ENH: port honest forests from neurodata/honest-forests #57

sampan501 · 2023-03-22T18:47:25Z

Fixes #56

Changes proposed in this pull request:

Add honest trees to scikit-tree

Before submitting

I've read and followed all steps in the Making a pull request
section of the CONTRIBUTING docs.
I've updated or added any relevant docstrings following the syntax described in the
Writing docstrings section of the CONTRIBUTING docs.
If this PR fixes a bug, I've added a test that will fail without my fix.
If this PR adds a new feature, I've added tests that sufficiently cover my new functionality.

After submitting

All GitHub Actions jobs for my pull request have passed.

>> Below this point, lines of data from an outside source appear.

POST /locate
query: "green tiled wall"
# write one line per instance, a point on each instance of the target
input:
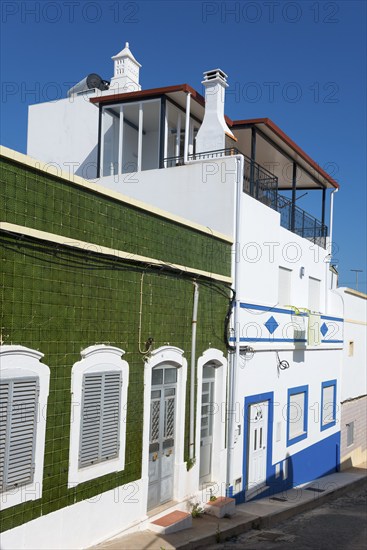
(47, 203)
(60, 302)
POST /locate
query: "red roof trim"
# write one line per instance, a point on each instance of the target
(149, 93)
(270, 124)
(154, 92)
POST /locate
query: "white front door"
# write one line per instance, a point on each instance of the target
(257, 442)
(162, 435)
(206, 433)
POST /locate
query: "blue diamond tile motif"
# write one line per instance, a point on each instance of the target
(271, 324)
(323, 329)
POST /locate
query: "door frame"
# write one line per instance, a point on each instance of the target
(252, 400)
(173, 356)
(216, 359)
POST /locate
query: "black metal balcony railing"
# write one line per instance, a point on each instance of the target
(263, 186)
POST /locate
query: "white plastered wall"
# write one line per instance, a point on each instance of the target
(65, 134)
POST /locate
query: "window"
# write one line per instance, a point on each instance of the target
(284, 287)
(99, 396)
(314, 286)
(23, 396)
(350, 434)
(328, 404)
(351, 348)
(297, 414)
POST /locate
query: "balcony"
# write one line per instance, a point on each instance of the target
(262, 185)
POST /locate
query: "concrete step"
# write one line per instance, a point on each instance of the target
(221, 507)
(171, 523)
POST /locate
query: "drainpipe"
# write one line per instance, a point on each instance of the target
(235, 358)
(331, 249)
(187, 127)
(332, 217)
(193, 370)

Co-Authored-By: Ronan Perry <13107341+rflperry@users.noreply.github.com>

adam2392 · 2023-03-22T18:54:13Z

@sampan501 preferably we don't want to have a replica of the "honest tree" for every single type of tree and instead just implement it in one place. In my mind, there are two options:

jw the pros and cons of designing this as a "meta-estimator" instead, which takes any instantiation of a sklearn supervised decision tree (e.g. decisiontreeclassifier, obliquedecisiontreeclassifier, etc.) instead of as a subclass of decisiontreeclassifier? This can then sit in scikit-tree.

Alternatively, we add the honest capabilities to the DecisionTreeClassifier and DecisionTreeRegressor classes so any supervised tree subclass can enable honesty. This would be a PR to the fork of scikit-learn:tree-featuresv2. Then add the honest=default_value to every single tree that inherits from the supervised tree. This is different from what you currently have here. The "honest" feature would be enabled as just a kwarg argument, rather than a separate class.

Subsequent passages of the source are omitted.